Models for Count data Flashcards
Count variable
An ordinal variable that takes non-negative and discrete values: 0, 1, 2, 3, etc.
Types of models that can be used on count data:
1) Poisson regression
2) Negative binomial regression
3) Truncated poisson/negative binomial regression
4) Zero inflated poisson/negative binomial regression
Examples of count variables:
- # of cars owned
- # of drinks consumed at festival
- # of products returned
- # of complaints
- # of stocks owned
Why not standard regression OLS?
Cause it assumes a normal distribution, but also:
- often very low mean (> 10, it would be appropriate)
Poisson distribution
- with parameter landa
- uses on parameter, since mean=variance
- if landa > 10, probably normal distribution so use OLS
Poisson regression analysis
- DV = Count variable
- Goal to explain DV by set of Xi
- Each Yi is randomly drawn from a poisson distribution
- Mean = variance = landa
- Outcome metric is related to Xi via link function
Link function
Yi = exp(XiB)
Model estimation, via..
Maximum likelihood estimation, the parameters will be estimated by searching for those parameters values that give the highest likelihood to observe the data.

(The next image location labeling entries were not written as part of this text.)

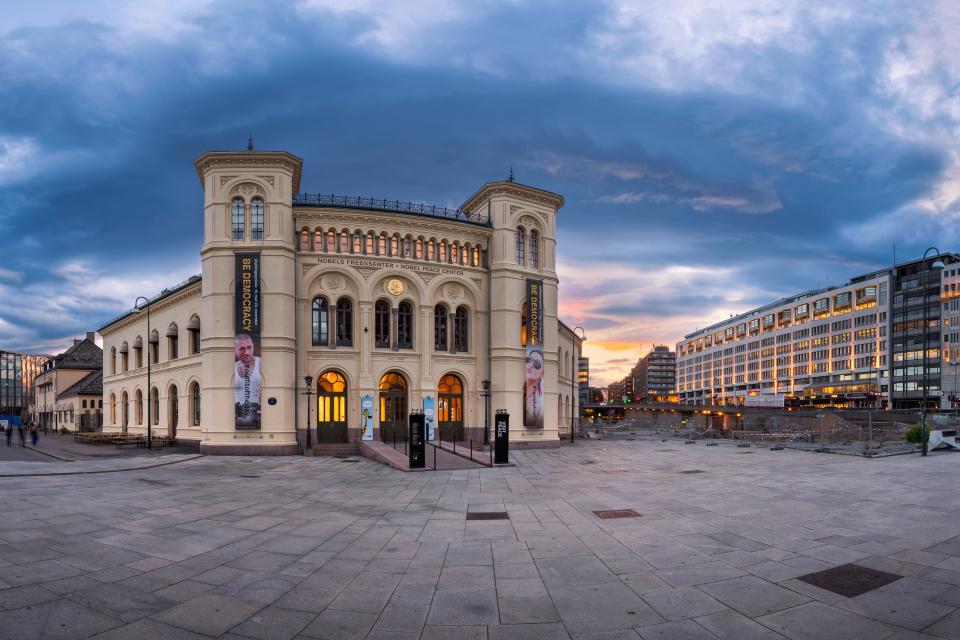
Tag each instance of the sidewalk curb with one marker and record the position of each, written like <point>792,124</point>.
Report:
<point>78,473</point>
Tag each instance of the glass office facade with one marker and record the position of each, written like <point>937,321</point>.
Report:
<point>17,371</point>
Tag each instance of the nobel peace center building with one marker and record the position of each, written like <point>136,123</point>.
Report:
<point>342,315</point>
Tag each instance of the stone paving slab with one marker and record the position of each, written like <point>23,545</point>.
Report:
<point>313,548</point>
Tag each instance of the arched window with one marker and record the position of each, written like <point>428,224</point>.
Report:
<point>405,326</point>
<point>440,328</point>
<point>195,403</point>
<point>382,324</point>
<point>256,219</point>
<point>236,218</point>
<point>460,327</point>
<point>344,322</point>
<point>523,325</point>
<point>320,322</point>
<point>155,406</point>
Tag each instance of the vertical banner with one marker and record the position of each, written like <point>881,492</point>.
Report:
<point>533,383</point>
<point>366,418</point>
<point>247,377</point>
<point>428,415</point>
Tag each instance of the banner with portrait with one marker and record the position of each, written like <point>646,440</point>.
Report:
<point>247,374</point>
<point>533,379</point>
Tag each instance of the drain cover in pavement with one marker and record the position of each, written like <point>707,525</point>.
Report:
<point>849,580</point>
<point>617,513</point>
<point>488,515</point>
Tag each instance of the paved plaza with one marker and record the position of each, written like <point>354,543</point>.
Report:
<point>327,548</point>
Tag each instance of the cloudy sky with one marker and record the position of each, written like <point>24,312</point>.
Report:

Interpretation of the parameters
- If Xi changes with one unit (keeping all constant) the expect count (landa) is multiplied by exp(b1)
- Or.. if you use the LN of a Xi, parameter becomes elasticity. So increase in X leads to a % increase in landa (DV)
Model fit and selection
1) Likelihood
2) Likelihood ratio test -> Only for nested models
3) AIC, BIC, CAIC -> models may differ, however data should be the same.
Same violations or “cHaLLaNgEs”
1) Mean not equal to the variance
2) Zero events cannot be observed
3) More zeros then expected
Under dispersion
Mean > variance
Almost never happens. If so still use poisson regression
Over dispersion
Mean < variance
Use negative binomial regression.
Dispersion test
If significant, assumption is violated. So the poisson distribution is not suitable.
What to do if Zero events cannot be observed?
Use a truncated model. For the truncated negative binomial regression the second intercept represents the extra variable.